China ‘Modified’ Weather for Communist Party Celebration

Wikipedia

China used cloud seeding to generate rain and clear pollution ahead of the Communist Party’s July 1 centenary celebration in Beijing, according to a new study.

In the days leading up to the event, officials shut down factories and halted cargo trucks in and around Beijing to minimize pollution, but stagnant winds did little to clear skies, the South China Morning Post reported. To improve air quality, the government undertook a two-hour cloud seeding operation the night before the centenary, according to the study.

In the mountains to the southwest of the city, people reported seeing rockets, which are used to distribute silver iodide, a compound that causes ice crystals to form in the atmosphere, promoting precipitation. “It was very loud, like thunder — and it went on for a very, very long time,” one resident told the South China Morning Post. “Then the rain came down, it was quite heavy.”

The artificial rain reduced particulate pollution by more than two-thirds, according to the paper. The findings were published in the Chinese journal Environmental Science.

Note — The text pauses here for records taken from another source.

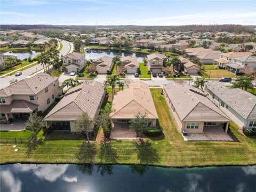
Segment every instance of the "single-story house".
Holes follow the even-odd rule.
[[[120,127],[129,129],[130,121],[139,113],[145,114],[149,126],[156,126],[158,116],[149,87],[140,81],[115,94],[110,114],[111,132]]]
[[[206,83],[208,98],[239,127],[256,127],[256,97],[239,88],[228,88],[211,81]]]
[[[180,132],[200,133],[222,127],[227,133],[230,119],[199,89],[173,82],[163,85],[163,92]]]
[[[139,63],[137,58],[127,56],[121,58],[121,60],[122,65],[126,69],[126,73],[134,74],[138,72],[139,69]]]
[[[104,85],[87,81],[68,90],[60,101],[44,117],[46,127],[51,130],[75,132],[75,122],[84,113],[93,123],[104,100]]]
[[[113,63],[112,58],[107,56],[103,56],[93,61],[93,65],[96,67],[98,73],[107,73],[112,70]]]

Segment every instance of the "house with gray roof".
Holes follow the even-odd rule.
[[[45,111],[62,93],[58,79],[41,73],[0,90],[1,118],[27,118]]]
[[[163,85],[163,93],[180,132],[202,133],[223,127],[227,133],[229,118],[198,89],[173,82]]]
[[[240,127],[256,127],[256,97],[216,82],[206,83],[208,98]]]
[[[75,132],[75,123],[83,113],[86,113],[94,122],[105,95],[103,83],[85,81],[67,92],[43,121],[48,129]]]

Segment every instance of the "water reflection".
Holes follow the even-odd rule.
[[[134,53],[131,51],[123,50],[107,50],[90,49],[86,49],[85,59],[95,59],[103,56],[108,56],[114,57],[116,55],[120,57],[131,56],[137,57],[139,62],[143,62],[143,58],[146,57],[147,54],[143,53]]]
[[[256,166],[172,169],[145,165],[0,166],[1,191],[255,191]]]

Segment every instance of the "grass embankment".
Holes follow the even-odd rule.
[[[109,91],[109,102],[111,101]],[[159,121],[165,138],[146,139],[138,145],[132,140],[113,140],[108,143],[92,141],[84,144],[81,138],[74,138],[69,133],[58,132],[45,138],[36,149],[28,153],[27,146],[17,147],[14,152],[12,145],[0,144],[1,163],[111,163],[142,164],[167,166],[195,166],[217,165],[247,165],[256,164],[256,145],[253,140],[238,131],[231,123],[230,128],[239,142],[184,141],[178,132],[164,98],[162,89],[151,89]]]
[[[0,47],[0,51],[27,51],[27,50],[40,50],[40,48],[37,47],[12,47],[9,48],[7,46]]]

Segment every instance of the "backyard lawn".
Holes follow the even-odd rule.
[[[141,75],[139,76],[140,78],[151,78],[151,75],[148,74],[148,67],[147,66],[145,66],[143,63],[139,63]]]
[[[50,133],[45,138],[40,136],[41,140],[32,151],[28,151],[27,146],[23,145],[18,146],[18,151],[14,152],[11,145],[0,144],[0,163],[108,163],[169,166],[256,163],[253,140],[238,132],[234,123],[230,124],[230,128],[239,142],[184,141],[160,94],[162,89],[150,90],[164,132],[164,139],[147,139],[141,145],[126,140],[102,143],[92,141],[86,145],[81,138],[72,134],[69,136]],[[111,101],[111,93],[109,89],[108,91]]]

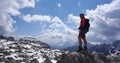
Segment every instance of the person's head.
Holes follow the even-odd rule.
[[[81,13],[81,14],[79,15],[79,17],[80,17],[80,18],[84,18],[84,14]]]

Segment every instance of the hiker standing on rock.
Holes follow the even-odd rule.
[[[84,41],[84,50],[87,50],[87,40],[86,40],[86,33],[89,31],[89,19],[86,19],[84,17],[84,14],[79,15],[81,19],[81,24],[79,26],[79,35],[78,35],[78,40],[79,40],[79,46],[77,51],[83,50],[82,48],[82,40]]]

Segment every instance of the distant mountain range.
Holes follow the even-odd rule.
[[[111,53],[120,53],[120,40],[116,40],[112,44],[95,45],[91,47],[90,50],[103,53],[105,55],[108,55]]]

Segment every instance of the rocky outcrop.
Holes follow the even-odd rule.
[[[115,60],[115,58],[117,58],[117,60]],[[120,54],[117,57],[111,55],[108,57],[96,52],[81,51],[66,54],[66,56],[61,59],[61,63],[119,63],[120,60],[118,58],[120,58]]]

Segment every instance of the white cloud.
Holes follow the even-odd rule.
[[[91,40],[117,40],[120,39],[120,0],[113,0],[110,4],[98,5],[95,10],[87,10],[90,18]]]
[[[35,21],[50,21],[51,17],[48,15],[25,15],[23,20],[26,22],[35,22]]]
[[[58,7],[62,7],[60,3],[57,4]]]
[[[13,24],[16,22],[12,16],[20,15],[19,11],[25,7],[35,7],[35,0],[0,0],[0,34],[15,31]]]
[[[40,40],[58,47],[71,46],[77,42],[77,31],[69,28],[59,17],[54,17],[51,22],[48,29],[41,32]]]

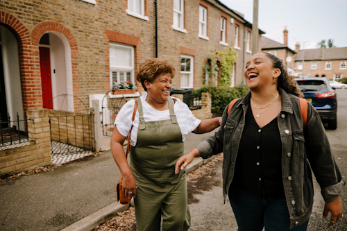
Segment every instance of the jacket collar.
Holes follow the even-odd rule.
[[[291,105],[291,100],[290,99],[290,96],[282,88],[280,88],[279,92],[281,95],[281,112],[287,112],[288,113],[293,114],[293,107]],[[236,108],[239,108],[240,105],[242,104],[248,104],[251,101],[251,92],[247,93],[247,94],[242,99],[242,100],[236,105]]]

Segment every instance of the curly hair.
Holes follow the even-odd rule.
[[[303,94],[298,87],[298,83],[294,80],[294,77],[289,76],[288,72],[283,67],[283,62],[276,56],[266,52],[262,52],[272,62],[272,67],[279,69],[281,71],[280,76],[278,78],[277,89],[283,89],[287,93],[294,94],[298,97],[303,98]]]
[[[162,74],[170,74],[171,78],[175,77],[175,67],[168,60],[162,58],[151,58],[146,60],[139,65],[136,70],[136,79],[140,82],[144,90],[144,80],[153,81]]]

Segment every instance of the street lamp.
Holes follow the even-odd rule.
[[[307,42],[307,40],[305,40],[303,42],[303,74],[301,75],[301,78],[303,78],[303,64],[305,62],[305,43]]]

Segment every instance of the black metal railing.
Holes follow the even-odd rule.
[[[205,103],[205,97],[202,97],[201,94],[185,94],[183,102],[188,105],[191,110],[201,109],[203,104]]]
[[[17,112],[17,117],[15,120],[11,121],[10,114],[6,117],[7,118],[1,118],[0,114],[0,149],[7,149],[10,146],[18,144],[21,143],[26,143],[28,142],[33,142],[30,140],[28,133],[28,121],[32,121],[34,123],[33,119],[28,119],[26,113],[24,114],[24,119],[19,119],[18,112]],[[21,129],[21,123],[24,122]]]
[[[52,154],[93,149],[91,115],[49,116]]]

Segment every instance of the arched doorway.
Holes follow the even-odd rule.
[[[71,50],[67,40],[56,31],[47,32],[40,40],[39,51],[42,107],[74,111],[73,97],[54,98],[61,94],[74,94]]]
[[[18,114],[23,119],[24,110],[19,69],[18,42],[13,33],[0,25],[0,117],[3,121],[16,120]],[[18,114],[17,114],[18,113]],[[7,123],[1,124],[8,127]],[[24,124],[20,122],[21,130]]]

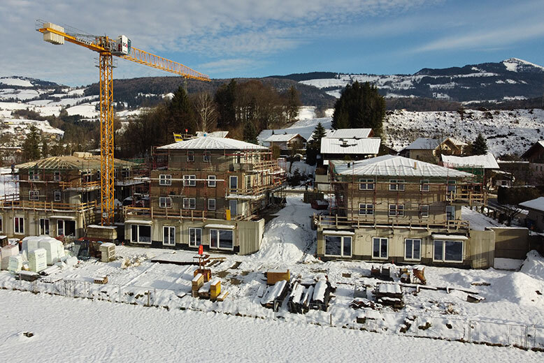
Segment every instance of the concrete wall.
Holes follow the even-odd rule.
[[[129,221],[135,221],[136,218],[131,218]],[[149,219],[141,219],[142,225],[147,225]],[[173,248],[171,246],[164,246],[163,244],[163,227],[173,226],[176,227],[176,246],[173,248],[182,249],[197,249],[197,247],[189,246],[189,228],[202,228],[202,244],[205,249],[210,249],[210,228],[205,226],[210,224],[221,224],[225,226],[234,225],[234,249],[229,250],[214,250],[221,252],[232,252],[241,255],[248,255],[259,251],[262,242],[262,237],[264,232],[264,219],[259,221],[222,221],[208,219],[206,221],[180,221],[178,218],[167,219],[166,218],[157,217],[154,218],[151,224],[151,238],[152,243],[148,244],[132,244],[131,239],[131,225],[138,224],[136,223],[126,223],[124,225],[124,240],[127,243],[138,246],[152,246],[153,247],[168,247]]]

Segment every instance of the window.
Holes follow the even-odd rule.
[[[431,190],[431,186],[429,184],[429,180],[424,179],[421,181],[421,185],[420,186],[420,191],[429,191]]]
[[[29,200],[39,200],[40,191],[29,191]]]
[[[162,228],[162,244],[164,246],[176,244],[176,227],[164,225]]]
[[[234,232],[227,230],[210,230],[210,248],[232,250]]]
[[[404,205],[389,205],[389,216],[403,216]]]
[[[189,228],[189,246],[198,247],[202,244],[202,228]]]
[[[49,235],[49,219],[40,218],[40,235]]]
[[[352,237],[325,235],[325,255],[351,257]]]
[[[133,224],[130,228],[130,241],[134,243],[151,244],[151,226]]]
[[[373,191],[374,179],[359,179],[359,191]]]
[[[234,194],[238,193],[238,177],[229,177],[229,188],[230,193],[234,193]]]
[[[387,258],[387,239],[374,237],[372,239],[372,258]]]
[[[194,161],[194,151],[187,151],[187,161]]]
[[[389,191],[403,191],[404,190],[403,179],[390,179],[389,182]]]
[[[196,175],[183,175],[183,185],[186,186],[196,186]]]
[[[215,175],[208,176],[208,186],[211,188],[215,187]]]
[[[183,198],[183,209],[196,209],[196,200],[194,198]]]
[[[13,232],[16,235],[24,234],[24,218],[15,217],[13,218]]]
[[[359,203],[359,216],[373,216],[374,215],[374,205]]]
[[[407,238],[404,240],[404,258],[417,261],[421,260],[421,239]]]
[[[212,156],[210,151],[204,151],[204,158],[203,158],[204,163],[209,163],[212,160]]]
[[[167,174],[159,175],[159,185],[172,185],[172,176]]]
[[[434,240],[434,261],[463,262],[463,241]]]
[[[170,197],[159,197],[159,208],[171,208],[172,198]]]

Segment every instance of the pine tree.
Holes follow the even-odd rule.
[[[375,86],[355,82],[348,84],[334,105],[332,128],[372,128],[374,134],[382,133],[385,117],[385,101]]]
[[[487,154],[487,142],[481,133],[478,133],[474,142],[472,143],[473,155],[484,155]]]
[[[36,160],[40,158],[40,132],[34,125],[30,126],[29,131],[22,144],[23,158],[26,161]]]
[[[251,121],[246,122],[243,126],[243,140],[252,144],[258,144],[255,126]]]

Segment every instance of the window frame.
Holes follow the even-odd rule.
[[[171,186],[172,185],[172,175],[171,174],[159,174],[159,186]]]
[[[194,203],[194,206],[191,208],[191,202]],[[196,209],[196,198],[184,198],[182,205],[183,209]]]
[[[159,208],[171,208],[172,198],[170,197],[159,197]]]
[[[441,259],[436,259],[436,244],[441,243],[441,249],[442,249],[442,258]],[[461,243],[461,260],[446,260],[446,243],[448,242],[456,242],[456,243]],[[464,251],[465,251],[465,244],[464,241],[462,239],[434,239],[433,240],[433,262],[445,262],[445,263],[463,263],[463,261],[464,260]]]
[[[359,191],[373,191],[374,186],[375,185],[375,180],[373,179],[359,179]],[[364,188],[362,186],[364,186]],[[371,187],[368,188],[368,186]]]
[[[378,241],[378,243],[380,244],[380,248],[379,248],[379,255],[378,256],[374,255],[374,243],[376,242],[376,240]],[[385,240],[385,257],[382,257],[382,242]],[[389,238],[386,237],[372,237],[372,258],[375,260],[387,260],[389,258]]]
[[[361,206],[364,206],[362,207]],[[368,208],[368,206],[371,207]],[[362,211],[365,211],[365,213],[361,213]],[[370,212],[370,213],[369,213]],[[359,216],[373,216],[374,215],[374,205],[372,203],[359,203]]]
[[[408,257],[408,254],[406,253],[407,249],[408,249],[408,242],[410,241],[412,243],[412,248],[411,248],[411,253],[412,253],[412,257]],[[415,246],[415,242],[417,242],[420,244],[420,257],[419,258],[414,258],[414,246]],[[404,260],[406,261],[421,261],[421,244],[422,244],[422,239],[421,238],[405,238],[404,239]]]
[[[171,235],[171,230],[173,228],[173,236]],[[168,234],[166,232],[168,230]],[[165,237],[168,237],[169,243],[166,243]],[[173,243],[171,243],[171,239],[173,237]],[[176,226],[175,225],[163,225],[162,226],[162,245],[163,246],[176,246]]]
[[[191,232],[192,232],[191,230],[192,230],[192,231],[194,231],[194,232],[193,237],[191,237]],[[199,237],[198,233],[196,233],[197,232],[200,233],[199,238],[197,238]],[[199,239],[198,243],[197,243],[197,239]],[[202,244],[202,228],[199,228],[198,227],[189,227],[189,246],[198,247],[201,244]]]
[[[340,254],[339,255],[331,255],[327,253],[327,239],[330,238],[340,238]],[[345,239],[350,239],[350,254],[345,254]],[[340,258],[351,258],[353,255],[353,236],[346,235],[323,235],[323,255],[326,257],[340,257]]]

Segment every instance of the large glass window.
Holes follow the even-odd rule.
[[[13,218],[13,232],[17,235],[24,234],[24,217],[15,217]]]
[[[372,258],[385,258],[387,255],[387,239],[374,237],[372,239]]]
[[[374,214],[374,205],[372,204],[359,204],[359,214],[361,216],[372,216]]]
[[[172,185],[172,176],[168,174],[159,175],[159,185]]]
[[[433,260],[445,262],[462,262],[463,241],[435,239]]]
[[[202,228],[189,228],[189,246],[198,247],[202,244]]]
[[[176,227],[164,225],[162,228],[162,244],[166,246],[176,244]]]
[[[351,257],[352,237],[325,235],[325,255]]]
[[[404,240],[404,258],[421,260],[421,239],[407,238]]]
[[[151,226],[133,224],[131,226],[130,240],[134,243],[151,243]]]
[[[234,232],[229,230],[210,230],[210,248],[234,249]]]
[[[359,191],[373,191],[374,179],[359,179]]]

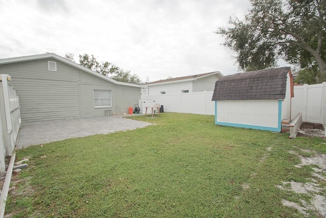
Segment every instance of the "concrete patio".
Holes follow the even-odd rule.
[[[27,123],[21,126],[17,149],[68,138],[132,130],[151,125],[121,116]]]

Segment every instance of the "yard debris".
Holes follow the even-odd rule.
[[[16,169],[12,171],[12,174],[14,175],[19,174],[20,172],[21,171],[21,169]]]
[[[30,161],[29,159],[24,159],[23,160],[21,160],[20,161],[17,161],[17,162],[15,162],[15,163],[14,163],[14,165],[15,165],[15,166],[17,166],[17,165],[21,164],[24,162],[29,162],[29,161]]]
[[[14,166],[13,169],[24,169],[25,168],[27,168],[27,163],[23,163],[22,164],[18,165],[17,166]]]

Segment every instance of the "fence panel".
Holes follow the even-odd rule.
[[[19,100],[10,83],[11,77],[0,75],[0,166],[4,171],[4,157],[12,155],[21,125]]]
[[[294,86],[294,97],[292,99],[291,103],[291,118],[293,118],[298,113],[301,113],[303,122],[324,123],[326,113],[325,88],[326,83]]]
[[[165,112],[214,115],[213,91],[182,93],[158,95],[142,95],[142,108],[155,104],[164,106]]]

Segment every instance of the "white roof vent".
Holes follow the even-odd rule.
[[[47,65],[49,70],[57,71],[57,62],[55,61],[48,61]]]

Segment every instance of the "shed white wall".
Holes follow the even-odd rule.
[[[278,100],[218,101],[216,110],[216,123],[278,127]]]

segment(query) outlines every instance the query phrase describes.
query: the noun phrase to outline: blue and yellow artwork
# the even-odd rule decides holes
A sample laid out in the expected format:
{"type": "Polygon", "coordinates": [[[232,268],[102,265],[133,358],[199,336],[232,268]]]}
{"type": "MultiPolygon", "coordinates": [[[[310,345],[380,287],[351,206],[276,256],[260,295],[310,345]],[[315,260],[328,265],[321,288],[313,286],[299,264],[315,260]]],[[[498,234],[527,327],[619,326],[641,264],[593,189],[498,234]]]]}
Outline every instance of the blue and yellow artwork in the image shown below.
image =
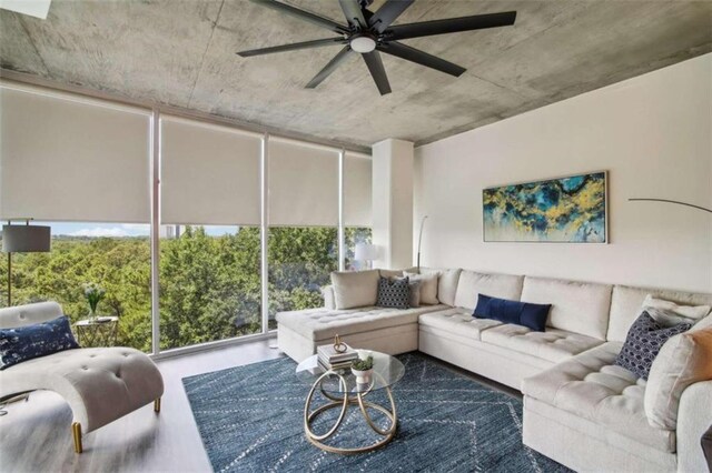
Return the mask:
{"type": "Polygon", "coordinates": [[[607,243],[605,172],[483,191],[484,241],[607,243]]]}

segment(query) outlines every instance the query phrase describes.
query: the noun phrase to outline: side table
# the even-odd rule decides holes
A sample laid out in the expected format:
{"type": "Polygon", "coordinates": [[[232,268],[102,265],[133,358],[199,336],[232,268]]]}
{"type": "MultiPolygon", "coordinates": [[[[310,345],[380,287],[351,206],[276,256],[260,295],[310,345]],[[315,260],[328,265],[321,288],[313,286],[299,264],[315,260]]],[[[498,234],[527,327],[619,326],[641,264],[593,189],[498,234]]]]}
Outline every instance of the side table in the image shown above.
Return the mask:
{"type": "Polygon", "coordinates": [[[81,348],[116,346],[118,329],[118,316],[83,319],[75,323],[77,342],[81,348]]]}

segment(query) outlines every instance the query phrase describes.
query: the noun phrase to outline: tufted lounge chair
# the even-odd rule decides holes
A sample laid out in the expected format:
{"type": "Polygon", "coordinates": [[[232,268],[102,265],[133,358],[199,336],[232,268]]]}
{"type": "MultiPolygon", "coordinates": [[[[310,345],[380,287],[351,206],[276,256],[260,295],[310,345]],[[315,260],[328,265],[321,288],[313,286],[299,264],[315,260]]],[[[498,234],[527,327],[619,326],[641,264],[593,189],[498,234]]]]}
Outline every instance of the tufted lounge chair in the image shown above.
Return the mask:
{"type": "MultiPolygon", "coordinates": [[[[62,315],[56,302],[0,309],[0,329],[31,325],[62,315]]],[[[75,451],[81,435],[154,403],[160,411],[164,379],[154,362],[129,348],[66,350],[0,371],[0,400],[37,390],[59,393],[73,414],[75,451]]]]}

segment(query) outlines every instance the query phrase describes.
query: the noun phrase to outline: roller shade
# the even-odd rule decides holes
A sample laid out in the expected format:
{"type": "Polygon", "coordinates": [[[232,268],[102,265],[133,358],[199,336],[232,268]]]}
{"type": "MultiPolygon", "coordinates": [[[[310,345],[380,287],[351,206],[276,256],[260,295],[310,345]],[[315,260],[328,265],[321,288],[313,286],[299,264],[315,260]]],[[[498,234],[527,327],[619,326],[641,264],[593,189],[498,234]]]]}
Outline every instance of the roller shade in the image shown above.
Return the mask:
{"type": "Polygon", "coordinates": [[[161,222],[259,225],[261,138],[162,117],[161,222]]]}
{"type": "Polygon", "coordinates": [[[0,84],[0,215],[150,220],[150,113],[0,84]]]}
{"type": "Polygon", "coordinates": [[[372,160],[369,155],[344,157],[344,225],[372,227],[372,160]]]}
{"type": "Polygon", "coordinates": [[[269,224],[338,225],[338,152],[269,140],[269,224]]]}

China is undertaking a large, coordinated cloud seeding operation in arid western regions such as Xinjiang and Tibet. The government aims to track when humid air, blown in from the Indian Ocean, crosses over the Himalayas, so it can use cloud seeding to control when and where it rains, researchers told the South China Morning Post.

Cloud seeding has gained traction in the parched American West, where state governments are deploying the technology in an effort to bulk up mountain snowpack. Officials in Colorado say that, if used regularly, cloud seeding could produce 8 percent more snow over the course of the winter, helping to offset the impact of warming-fueled drought.

“The only way to add water to the system is through cloud seeding,” Andrew Rickert, cloud seeding program manager at the Colorado Water Conservation Board, told The Washington Post. “I do think it’s gaining support because of the dire straits we’re in with regards to drought.”